This T-Shirt Changes Color When Exposed To Pollution In The Water

The innovative t-shirt is coated in a natural cabbage dye that reacts to pollution in water, causing it to change color based on various pH levels.

Credit: The Unseen/The Lost Explorer

“Out of sight, out of mind” is most people’s attitude when it comes to trash and disposing of waste. Such is unfortunate, as a large percent of garbage which is dumped into landfills ends up in the oceans, where it slowly breaks down and adversely affects wildlife. In addition to contaminating pristine environments, discarded trash sometimes traps birds, turtles, and other aquatic creatures. Unsustainable practices such as these also contribute to ocean acidification, which is when the pH of bodies of water is too acidic (or sometimes too alkaline) for wildlife to thrive. To raise awareness about this conundrum, design studios The Unseen and The Lost Explorer collaborated to create a T-shirt that changes color in response to changes in pH in bodies of water.

The innovative t-shirt is coated in a natural cabbage dye that reacts to pollution in water, causing it to change color based on various pH levels. Launched on World Environment Day — less than a week after U.S. President Donald Trump withdrew from the Paris climate agreement, its purpose is to raise awareness about the effects of climate change and ocean acidification.

“The political industry is in such turmoil at the moment, it feels like it’s down to normal people to flip the narrative,” said The Unseen founder Lauren Bowker. “[The project] is about using colour, clothing or material to give a language to something that’s deeper and bigger that most of us wouldn’t even understand when we look at facts and figures.”

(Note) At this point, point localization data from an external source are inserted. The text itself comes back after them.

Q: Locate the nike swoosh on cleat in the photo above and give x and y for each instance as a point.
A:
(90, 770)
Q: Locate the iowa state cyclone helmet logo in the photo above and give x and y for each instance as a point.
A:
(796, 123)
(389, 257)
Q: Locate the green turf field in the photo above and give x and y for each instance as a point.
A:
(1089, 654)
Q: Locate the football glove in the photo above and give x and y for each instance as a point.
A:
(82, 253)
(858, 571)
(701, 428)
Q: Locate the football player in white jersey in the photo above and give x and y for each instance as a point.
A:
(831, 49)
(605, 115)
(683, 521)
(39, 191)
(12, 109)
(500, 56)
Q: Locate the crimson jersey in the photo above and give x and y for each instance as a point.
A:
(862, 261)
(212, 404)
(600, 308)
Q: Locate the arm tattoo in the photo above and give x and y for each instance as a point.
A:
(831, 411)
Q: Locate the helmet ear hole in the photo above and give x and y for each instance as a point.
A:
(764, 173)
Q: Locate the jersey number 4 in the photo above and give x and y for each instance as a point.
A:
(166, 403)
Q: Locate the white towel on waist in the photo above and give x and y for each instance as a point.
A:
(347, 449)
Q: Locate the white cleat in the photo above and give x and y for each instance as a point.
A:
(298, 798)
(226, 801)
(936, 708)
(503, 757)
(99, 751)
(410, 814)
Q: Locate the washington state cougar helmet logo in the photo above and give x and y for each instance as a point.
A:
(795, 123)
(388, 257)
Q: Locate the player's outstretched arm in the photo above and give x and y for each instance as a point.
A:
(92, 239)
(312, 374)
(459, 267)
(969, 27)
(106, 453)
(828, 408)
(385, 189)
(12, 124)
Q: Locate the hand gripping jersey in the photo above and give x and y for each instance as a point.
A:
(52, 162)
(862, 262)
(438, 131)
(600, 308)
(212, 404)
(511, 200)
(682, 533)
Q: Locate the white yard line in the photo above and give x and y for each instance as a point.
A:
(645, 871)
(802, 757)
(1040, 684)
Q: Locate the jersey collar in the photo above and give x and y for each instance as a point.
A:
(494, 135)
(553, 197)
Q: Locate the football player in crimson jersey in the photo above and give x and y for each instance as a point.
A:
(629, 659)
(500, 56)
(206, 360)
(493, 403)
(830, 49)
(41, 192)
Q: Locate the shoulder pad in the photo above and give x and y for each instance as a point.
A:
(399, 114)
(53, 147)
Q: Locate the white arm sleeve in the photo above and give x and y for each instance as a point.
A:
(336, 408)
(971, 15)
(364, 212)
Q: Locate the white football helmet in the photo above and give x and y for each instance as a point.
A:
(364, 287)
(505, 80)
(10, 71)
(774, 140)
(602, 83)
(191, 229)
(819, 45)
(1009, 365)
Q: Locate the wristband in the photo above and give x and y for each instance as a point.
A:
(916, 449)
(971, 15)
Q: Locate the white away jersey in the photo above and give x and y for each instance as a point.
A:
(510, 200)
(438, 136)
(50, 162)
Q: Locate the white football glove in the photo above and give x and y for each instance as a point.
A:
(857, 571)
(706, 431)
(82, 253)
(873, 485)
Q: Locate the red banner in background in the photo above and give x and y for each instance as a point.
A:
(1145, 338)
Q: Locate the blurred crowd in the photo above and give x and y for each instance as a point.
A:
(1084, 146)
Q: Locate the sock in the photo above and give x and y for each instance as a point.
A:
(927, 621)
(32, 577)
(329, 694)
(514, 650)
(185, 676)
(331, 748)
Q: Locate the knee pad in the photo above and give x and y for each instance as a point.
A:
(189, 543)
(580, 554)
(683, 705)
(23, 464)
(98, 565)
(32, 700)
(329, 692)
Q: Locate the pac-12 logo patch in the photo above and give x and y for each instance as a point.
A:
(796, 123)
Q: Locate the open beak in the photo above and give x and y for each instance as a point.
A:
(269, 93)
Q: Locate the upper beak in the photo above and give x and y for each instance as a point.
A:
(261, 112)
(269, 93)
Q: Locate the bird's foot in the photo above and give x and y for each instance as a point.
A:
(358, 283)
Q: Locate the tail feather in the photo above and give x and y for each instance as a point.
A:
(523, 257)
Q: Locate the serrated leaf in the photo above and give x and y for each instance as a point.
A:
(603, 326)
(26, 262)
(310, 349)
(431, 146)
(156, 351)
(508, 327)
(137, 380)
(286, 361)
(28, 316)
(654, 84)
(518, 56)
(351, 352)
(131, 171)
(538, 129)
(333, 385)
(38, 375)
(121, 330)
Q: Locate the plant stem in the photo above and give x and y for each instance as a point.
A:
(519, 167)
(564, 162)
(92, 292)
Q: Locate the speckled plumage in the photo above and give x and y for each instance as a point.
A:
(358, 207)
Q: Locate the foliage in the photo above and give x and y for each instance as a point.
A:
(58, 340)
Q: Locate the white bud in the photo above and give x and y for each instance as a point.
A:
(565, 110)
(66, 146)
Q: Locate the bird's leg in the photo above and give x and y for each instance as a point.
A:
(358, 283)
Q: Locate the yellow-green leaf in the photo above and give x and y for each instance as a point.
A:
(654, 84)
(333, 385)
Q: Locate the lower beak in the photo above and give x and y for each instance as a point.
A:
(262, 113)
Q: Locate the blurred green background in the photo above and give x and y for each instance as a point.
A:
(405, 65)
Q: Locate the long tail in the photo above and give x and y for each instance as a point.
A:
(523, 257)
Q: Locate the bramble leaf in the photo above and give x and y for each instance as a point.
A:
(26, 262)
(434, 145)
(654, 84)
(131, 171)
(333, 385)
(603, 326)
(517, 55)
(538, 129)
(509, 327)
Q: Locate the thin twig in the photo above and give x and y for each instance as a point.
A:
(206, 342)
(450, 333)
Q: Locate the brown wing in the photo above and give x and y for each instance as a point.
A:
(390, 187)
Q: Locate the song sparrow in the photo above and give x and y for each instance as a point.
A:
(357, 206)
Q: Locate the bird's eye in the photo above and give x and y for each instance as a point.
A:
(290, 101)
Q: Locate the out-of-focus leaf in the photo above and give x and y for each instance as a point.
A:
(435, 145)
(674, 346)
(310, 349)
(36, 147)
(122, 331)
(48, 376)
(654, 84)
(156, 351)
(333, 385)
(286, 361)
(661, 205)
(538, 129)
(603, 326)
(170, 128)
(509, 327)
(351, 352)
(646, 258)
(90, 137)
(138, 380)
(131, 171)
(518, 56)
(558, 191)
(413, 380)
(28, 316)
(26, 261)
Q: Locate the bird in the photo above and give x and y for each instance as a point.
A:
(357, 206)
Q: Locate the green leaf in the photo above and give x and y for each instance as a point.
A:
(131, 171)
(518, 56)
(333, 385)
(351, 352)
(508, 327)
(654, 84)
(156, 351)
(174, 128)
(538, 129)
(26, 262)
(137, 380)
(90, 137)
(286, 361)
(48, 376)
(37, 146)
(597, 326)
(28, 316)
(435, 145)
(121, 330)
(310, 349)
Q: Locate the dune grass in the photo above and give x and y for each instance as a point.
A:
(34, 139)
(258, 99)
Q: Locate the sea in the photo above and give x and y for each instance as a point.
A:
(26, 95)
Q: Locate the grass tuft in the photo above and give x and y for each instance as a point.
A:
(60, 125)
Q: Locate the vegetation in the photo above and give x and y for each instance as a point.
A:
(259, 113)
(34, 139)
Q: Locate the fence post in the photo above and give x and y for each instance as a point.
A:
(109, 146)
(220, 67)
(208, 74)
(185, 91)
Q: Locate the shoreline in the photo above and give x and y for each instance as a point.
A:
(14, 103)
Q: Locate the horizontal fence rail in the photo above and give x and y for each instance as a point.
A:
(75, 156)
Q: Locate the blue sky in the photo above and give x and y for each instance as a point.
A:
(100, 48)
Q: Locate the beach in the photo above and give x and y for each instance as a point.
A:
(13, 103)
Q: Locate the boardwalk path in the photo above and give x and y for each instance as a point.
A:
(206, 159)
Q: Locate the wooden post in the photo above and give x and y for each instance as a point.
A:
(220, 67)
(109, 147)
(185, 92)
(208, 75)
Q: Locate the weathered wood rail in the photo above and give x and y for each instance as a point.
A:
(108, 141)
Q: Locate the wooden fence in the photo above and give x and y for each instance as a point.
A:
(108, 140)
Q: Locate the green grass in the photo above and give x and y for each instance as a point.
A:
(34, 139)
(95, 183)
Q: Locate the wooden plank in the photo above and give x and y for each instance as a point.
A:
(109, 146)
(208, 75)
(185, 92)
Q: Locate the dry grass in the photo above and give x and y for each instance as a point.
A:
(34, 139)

Credit: The Unseen/The Lost Explorer

Bowker created the T-shirt by soaking it in a boiling pan with soda ash, which opens up the cotton fibers so they absorb the cabbage dye. Then, she soaked the garment in a cabbage-dye bath so it would take on a purple-blue shade. Because cabbage has a natural response to pH levels, it changes color when exposed to ocean pollution. Said Bowker,

“When the T-shirt comes into contact with non-neutral water, the pH level of that water is then revealed through the colour of the garment, forming colour shifts through the pH scale from alkaline green to acidic red.”

Credit: The Unseen/The Lost Explorer

“PH is an innate property of water, one that defines the limits within which life can and can’t thrive. The T-shirt starts its life purple to indicate the purest form of neutral water,” she added.

The shirt doesn’t just educate consumers on the effects of climate change, it prevents humans from swimming in bodies of water that are either too acidic or too alkaline and may result in skin irritations.